I learned early in my foray into the journalism racket that precious few who call themselves “journalists” are to the manner born.
Television newsies are generally wannabe local celebrities who like the idea of acting important, being on camera, wearing nice duds and snagging a halfway decent paycheck. Few are truly knowledgeable and passionate about their work (you know, reporting) like KSHB’s Gary Lezak.
Print journalists in large part are nerds – writers not investigative types – in search of (and willing to settle for) far smaller paychecks just to have something to do. The last thing most want is to rock boats and challenge authority. With rare exception, it’s just not their nature.
So when some PR flack tells them that more than 100,000 people – a number greater than the entire population of Lawrence, Kansas – crowded along Mass Avenue in Lawrence the last time the Jayhawks won it all, they “report” it as fact.
Even USA Today got swept up in the hype:
“Early police estimates of the crowd said well over 100,000 people lined the parade route, but Lawrence police later estimated the crowd at around 80,000.” USA Today reported. “Either number easily surpassed the estimated 40,000 that celebrated the 1988 championship.”
It didn’t take much to pop that PR balloon.

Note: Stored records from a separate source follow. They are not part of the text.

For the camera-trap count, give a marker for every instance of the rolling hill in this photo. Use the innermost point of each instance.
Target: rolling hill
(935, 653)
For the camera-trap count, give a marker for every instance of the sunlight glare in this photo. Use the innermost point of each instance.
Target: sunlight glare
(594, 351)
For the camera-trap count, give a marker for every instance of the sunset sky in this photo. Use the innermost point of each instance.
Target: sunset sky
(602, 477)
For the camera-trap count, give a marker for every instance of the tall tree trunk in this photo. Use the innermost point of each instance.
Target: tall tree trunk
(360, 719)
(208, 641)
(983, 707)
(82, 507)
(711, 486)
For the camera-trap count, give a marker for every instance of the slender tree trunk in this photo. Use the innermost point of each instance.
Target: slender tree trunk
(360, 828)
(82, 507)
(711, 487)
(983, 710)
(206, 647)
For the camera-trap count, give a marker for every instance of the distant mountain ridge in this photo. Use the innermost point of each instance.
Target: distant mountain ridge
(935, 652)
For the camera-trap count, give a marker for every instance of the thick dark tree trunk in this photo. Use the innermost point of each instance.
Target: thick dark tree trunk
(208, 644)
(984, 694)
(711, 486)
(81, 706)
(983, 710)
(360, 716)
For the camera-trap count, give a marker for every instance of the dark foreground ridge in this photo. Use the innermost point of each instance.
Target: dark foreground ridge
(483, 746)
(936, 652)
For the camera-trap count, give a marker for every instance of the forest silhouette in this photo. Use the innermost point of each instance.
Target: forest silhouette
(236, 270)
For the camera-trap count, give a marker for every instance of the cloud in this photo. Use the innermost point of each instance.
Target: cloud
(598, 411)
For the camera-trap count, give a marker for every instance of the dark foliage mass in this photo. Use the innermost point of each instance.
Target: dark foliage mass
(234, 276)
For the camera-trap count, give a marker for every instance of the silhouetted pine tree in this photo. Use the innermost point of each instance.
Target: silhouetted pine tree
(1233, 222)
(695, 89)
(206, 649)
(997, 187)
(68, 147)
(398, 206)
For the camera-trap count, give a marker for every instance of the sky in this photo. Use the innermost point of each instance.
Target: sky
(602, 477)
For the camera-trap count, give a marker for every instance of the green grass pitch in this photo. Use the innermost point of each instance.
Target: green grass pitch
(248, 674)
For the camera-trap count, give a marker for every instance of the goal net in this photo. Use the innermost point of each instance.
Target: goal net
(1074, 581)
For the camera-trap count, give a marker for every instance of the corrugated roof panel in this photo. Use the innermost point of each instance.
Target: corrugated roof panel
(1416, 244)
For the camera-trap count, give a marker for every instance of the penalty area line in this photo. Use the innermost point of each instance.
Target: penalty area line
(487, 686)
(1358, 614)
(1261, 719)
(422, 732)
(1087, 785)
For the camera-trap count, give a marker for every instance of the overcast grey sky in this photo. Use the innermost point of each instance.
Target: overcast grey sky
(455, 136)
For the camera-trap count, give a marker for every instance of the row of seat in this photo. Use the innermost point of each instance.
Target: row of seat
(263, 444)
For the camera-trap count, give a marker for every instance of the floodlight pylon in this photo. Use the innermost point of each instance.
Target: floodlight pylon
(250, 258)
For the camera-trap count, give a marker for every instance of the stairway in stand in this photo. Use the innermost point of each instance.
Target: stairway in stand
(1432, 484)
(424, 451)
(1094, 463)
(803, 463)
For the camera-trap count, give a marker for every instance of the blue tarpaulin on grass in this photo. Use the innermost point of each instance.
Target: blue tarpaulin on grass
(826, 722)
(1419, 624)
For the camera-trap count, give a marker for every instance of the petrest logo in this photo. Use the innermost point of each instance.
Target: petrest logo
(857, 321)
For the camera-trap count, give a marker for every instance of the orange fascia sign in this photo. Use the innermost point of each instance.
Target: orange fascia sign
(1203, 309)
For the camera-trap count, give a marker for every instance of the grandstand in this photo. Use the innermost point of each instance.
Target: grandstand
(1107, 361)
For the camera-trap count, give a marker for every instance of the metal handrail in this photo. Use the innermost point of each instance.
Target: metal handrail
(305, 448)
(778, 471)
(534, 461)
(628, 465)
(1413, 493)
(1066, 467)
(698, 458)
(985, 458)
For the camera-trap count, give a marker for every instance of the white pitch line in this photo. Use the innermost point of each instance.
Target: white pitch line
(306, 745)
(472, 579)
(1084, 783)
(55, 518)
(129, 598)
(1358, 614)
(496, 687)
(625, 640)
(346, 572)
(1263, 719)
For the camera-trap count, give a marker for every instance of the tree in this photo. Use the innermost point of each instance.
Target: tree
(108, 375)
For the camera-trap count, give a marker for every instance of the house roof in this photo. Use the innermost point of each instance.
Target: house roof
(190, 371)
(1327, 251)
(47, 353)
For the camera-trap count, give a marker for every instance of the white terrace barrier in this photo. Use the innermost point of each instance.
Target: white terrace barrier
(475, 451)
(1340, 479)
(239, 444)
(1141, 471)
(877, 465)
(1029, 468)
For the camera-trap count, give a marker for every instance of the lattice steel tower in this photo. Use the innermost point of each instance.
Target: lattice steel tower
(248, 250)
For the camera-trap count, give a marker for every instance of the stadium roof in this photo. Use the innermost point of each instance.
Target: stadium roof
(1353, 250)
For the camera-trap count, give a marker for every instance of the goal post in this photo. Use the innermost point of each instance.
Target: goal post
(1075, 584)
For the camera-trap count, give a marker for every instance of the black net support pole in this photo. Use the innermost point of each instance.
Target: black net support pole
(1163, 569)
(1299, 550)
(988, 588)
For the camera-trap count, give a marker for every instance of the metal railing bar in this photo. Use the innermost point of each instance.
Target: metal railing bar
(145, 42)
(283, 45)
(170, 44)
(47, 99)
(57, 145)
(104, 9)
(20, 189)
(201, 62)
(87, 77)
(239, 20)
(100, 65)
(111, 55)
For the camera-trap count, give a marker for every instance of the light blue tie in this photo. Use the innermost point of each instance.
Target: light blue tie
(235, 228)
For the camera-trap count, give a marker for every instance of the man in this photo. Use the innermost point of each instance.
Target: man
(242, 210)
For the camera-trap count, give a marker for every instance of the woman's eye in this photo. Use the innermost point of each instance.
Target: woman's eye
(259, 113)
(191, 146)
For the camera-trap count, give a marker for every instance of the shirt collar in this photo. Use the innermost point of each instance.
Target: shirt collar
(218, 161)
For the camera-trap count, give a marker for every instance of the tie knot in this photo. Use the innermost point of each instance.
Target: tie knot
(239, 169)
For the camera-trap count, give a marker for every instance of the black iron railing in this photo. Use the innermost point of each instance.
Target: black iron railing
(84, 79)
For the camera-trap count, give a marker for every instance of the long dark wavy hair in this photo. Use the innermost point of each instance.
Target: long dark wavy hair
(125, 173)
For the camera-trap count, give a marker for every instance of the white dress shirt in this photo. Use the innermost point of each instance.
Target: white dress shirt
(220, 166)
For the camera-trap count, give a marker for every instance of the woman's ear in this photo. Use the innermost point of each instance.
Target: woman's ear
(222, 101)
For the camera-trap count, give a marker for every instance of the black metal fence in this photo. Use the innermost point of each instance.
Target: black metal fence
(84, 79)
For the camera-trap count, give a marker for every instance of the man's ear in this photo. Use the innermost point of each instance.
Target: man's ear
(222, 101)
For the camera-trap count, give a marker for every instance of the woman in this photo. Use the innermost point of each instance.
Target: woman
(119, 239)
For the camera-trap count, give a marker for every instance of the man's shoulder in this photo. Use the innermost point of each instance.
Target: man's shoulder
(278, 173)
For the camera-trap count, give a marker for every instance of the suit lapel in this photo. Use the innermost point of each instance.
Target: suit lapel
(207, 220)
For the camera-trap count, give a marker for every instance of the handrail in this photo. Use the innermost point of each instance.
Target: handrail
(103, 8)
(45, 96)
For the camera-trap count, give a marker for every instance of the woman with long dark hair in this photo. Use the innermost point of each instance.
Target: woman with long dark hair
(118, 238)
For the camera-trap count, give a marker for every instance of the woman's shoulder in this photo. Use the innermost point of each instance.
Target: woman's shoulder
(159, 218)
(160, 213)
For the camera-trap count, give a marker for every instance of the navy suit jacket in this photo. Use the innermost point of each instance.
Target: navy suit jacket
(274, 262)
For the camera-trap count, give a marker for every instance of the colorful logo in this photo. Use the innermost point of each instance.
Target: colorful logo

Not after I got on-the-record comments from Lawrence Police and other sources that no crowd counts whatsoever were conducted and that they had no idea how many people were in attendance.
Which brings us to the here and now…
In doing so, Hlavacek made a critical journalistic mistake.
She reporting something as fact without verification or attribution.
Pretty silly, not to mention lazy as well.
The reason event organizers like to pump up and distort attendance figures:
Isn’t it obvious?
For starters it lends legitimacy and importance to whatever it is they’re doing – the cause or event in question. And secondly – more often than not – it enables them to solicit more funding.
So yeah, a minor league St. Patrick’s parade in tiny Lawrence, Kansas – pitted against Kansas City’s mega green day affair (that actually could approach the 30,000 mark) suddenly (allegedly) resembles a sold out Royals game.